Характерно, что одно из наиболее ярких обличений способов распространения цивилизации белых Ирвинг исключил из последующих изданий «Истории». Общая картина получалась столь неприглядной, что стареющему писателю она показалась чересчур резкой: «Благодаря общению с белыми индейцы что ни день обнаруживали удивительные успехи. Они стали пить ром и заниматься торговлей. Они научились обманывать, лгать, сквернословить, играть в азартные игры, ссориться, перерезать друг другу горло, – короче говоря, преуспели во всем, чему первоначально были обязаны своим превосходством их христианские гости. Индейцы обнаружили такие изумительные способности к приобретению этих достоинств, что по прошествии столетия, если бы им удалось так долго выдержать непреодолимые последствия цивилизации, они, несомненно, сравнялись бы в знаниях, утонченности, мошенничестве и распутстве с самыми просвещенными, цивилизованными и правоверными народами Европы» (I, V). Все это рассуждение отсутствует в поздних изданиях книги Ирвинга.
Молодой Ирвинг задолго до великого американского сатирика Марка Твена высмеял высадку у Плимутского камня отцов-пилигримов, прибывших первыми в Новую Англию и бросившихся сначала на колени перед богом, а затем на дикарей. «Ваши предки ободрали его живьем, и я остался сиротой»,[535] – гневно обратился Марк Твен к потомкам почитаемых в Америке отцов-пилигримов, напоминая о трагической судьбе американского индейца. Ирвинг столь же резко высмеивал расистские рассуждения по поводу цвета кожи у индейцев: «Обладать кожей медного цвета – это все равно, что быть негром; а негры – черные, а черный цвет, – говорили благочестивые отцы, набожно осеняя себя крестным знамением, – это цвет дьявола!» (I, V). Природа комического в «Истории Нью-Йорка» связана с раблезианской и стернианской традициями, оживающими на лучших страницах книги Ирвинга. Подвиги героев Рабле нередко возникают перед умственным взором летописца Никербокера: прожорливость армии Вон-Поффенбурга сравнивается с аппетитом Пантагрюэля; большой совет Новых Нидерландов, под которым подразумевается американский конгресс, ведет нескончаемые дебаты по поводу того, как лучше спасти страну от неприятеля и в конце концов решает «защитить провинцию тем же способом, каким благородный великан Пантагрюэль защитил свою армию – прикрыв ее языком», а свою чернильницу Никербокер сопоставляет с огромной чернильницей Гаргантюа.

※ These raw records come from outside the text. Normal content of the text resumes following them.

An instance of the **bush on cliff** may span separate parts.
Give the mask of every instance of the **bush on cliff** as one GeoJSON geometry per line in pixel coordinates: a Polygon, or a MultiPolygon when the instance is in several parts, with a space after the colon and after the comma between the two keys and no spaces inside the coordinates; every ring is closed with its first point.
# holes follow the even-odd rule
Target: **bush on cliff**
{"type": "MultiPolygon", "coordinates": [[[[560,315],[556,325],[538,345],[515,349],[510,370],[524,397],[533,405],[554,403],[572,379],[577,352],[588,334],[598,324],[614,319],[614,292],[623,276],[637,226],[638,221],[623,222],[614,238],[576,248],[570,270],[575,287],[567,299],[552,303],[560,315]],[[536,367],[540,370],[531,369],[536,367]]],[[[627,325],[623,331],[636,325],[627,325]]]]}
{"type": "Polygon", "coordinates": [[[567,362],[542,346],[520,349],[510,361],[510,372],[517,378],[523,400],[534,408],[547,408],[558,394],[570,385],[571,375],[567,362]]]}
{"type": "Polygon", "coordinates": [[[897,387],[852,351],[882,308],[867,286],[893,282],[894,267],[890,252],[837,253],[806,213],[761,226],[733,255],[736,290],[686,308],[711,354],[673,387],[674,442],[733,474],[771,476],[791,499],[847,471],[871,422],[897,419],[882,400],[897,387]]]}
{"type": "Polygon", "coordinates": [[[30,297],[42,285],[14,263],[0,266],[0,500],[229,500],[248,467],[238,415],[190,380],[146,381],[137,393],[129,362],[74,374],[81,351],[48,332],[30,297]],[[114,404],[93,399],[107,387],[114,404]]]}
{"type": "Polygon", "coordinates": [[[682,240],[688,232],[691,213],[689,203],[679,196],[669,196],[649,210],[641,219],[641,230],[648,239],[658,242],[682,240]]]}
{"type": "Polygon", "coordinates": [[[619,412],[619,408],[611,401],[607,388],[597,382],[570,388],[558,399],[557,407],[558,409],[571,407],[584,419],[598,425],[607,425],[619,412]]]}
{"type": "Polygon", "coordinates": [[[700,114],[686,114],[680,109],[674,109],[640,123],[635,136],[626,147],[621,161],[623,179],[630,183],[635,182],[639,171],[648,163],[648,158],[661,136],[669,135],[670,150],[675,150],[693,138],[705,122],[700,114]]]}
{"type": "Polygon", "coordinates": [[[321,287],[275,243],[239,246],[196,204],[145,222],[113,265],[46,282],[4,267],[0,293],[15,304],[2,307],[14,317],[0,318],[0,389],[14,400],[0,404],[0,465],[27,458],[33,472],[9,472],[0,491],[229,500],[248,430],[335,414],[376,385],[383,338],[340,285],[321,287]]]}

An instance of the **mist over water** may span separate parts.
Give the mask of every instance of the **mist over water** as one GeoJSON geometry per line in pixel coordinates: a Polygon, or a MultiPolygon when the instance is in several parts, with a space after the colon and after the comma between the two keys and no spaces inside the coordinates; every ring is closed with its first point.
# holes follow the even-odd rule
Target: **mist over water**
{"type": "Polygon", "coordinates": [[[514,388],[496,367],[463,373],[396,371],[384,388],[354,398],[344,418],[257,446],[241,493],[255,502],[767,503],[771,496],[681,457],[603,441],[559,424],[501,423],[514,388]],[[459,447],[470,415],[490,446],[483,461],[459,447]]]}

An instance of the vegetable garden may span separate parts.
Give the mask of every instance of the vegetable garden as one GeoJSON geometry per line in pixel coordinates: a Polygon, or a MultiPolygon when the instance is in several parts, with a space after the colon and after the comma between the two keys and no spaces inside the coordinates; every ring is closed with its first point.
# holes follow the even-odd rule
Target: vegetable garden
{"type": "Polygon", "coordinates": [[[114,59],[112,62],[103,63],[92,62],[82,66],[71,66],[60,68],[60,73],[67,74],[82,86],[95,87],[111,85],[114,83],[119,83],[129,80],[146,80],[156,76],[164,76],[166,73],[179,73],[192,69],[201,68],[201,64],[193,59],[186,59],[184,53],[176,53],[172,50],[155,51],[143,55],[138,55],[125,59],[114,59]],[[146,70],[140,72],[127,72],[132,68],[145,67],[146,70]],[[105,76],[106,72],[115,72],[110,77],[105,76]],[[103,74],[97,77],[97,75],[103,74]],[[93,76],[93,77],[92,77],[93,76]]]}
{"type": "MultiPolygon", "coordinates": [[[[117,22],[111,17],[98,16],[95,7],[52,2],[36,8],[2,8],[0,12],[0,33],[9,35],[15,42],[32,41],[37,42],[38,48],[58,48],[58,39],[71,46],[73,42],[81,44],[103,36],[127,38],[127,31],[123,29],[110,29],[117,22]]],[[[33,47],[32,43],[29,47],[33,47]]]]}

Раблезианский юмор особенно ощущается в первой половине «Истории», в картинах быта первых американских колонистов. Судно «Гуде вроу» («Добрая женщина»), на котором прибыли первые голландские поселенцы в Америку, имело формы женщины своей страны. Подобно общепризнанной первой красавице Амстердама, по чьему образу его создали, оно было тупоносое, с медной обшивкой подводной части, а также небывало громадной кормой! Не удивительно, что сравнение широкобрюхого корабля с женской фигурой вызвало возмущение наиболее строгих блюстителей нравственности в Америке.
Столь же суровое порицание навлекло на себя комическое описание Ирвингом народного обычая североамериканских колонистов, по которому жених и невеста перед свадьбой спали, не раздеваясь, в одной постели. «В те первобытные времена, – повествует Никербокер, – этот ритуал считался также необходимой предварительной ступенью к браку; ухаживание у них начиналось с того, чем оно у нас обычно заканчивается, и таким образом они досконально знакомились с хорошими качествами друг друга до вступления в супружество, что философами было признано прочной основой счастливого союза» (III, VI).
Этому хитрому обычаю «не покупать кота в мешке» приписывает Никербокер невиданный рост племени янки, поселившегося рядом с голландской колонией и пытавшегося посвятить нидерландских девиц в этот приятный обряд, ибо повсюду, где господствовал обычай спанья, не раздеваясь, в одной постели, ежегодно без разрешения закона и благословения церкви рождалось на свет божий множество крепких ребятишек. «Поистине удивительно, – иронически заключает старый Никербокер, – что ученый Мальтус в своем трактате о населении совершенно обошел вниманием это примечательное явление» (III, VI).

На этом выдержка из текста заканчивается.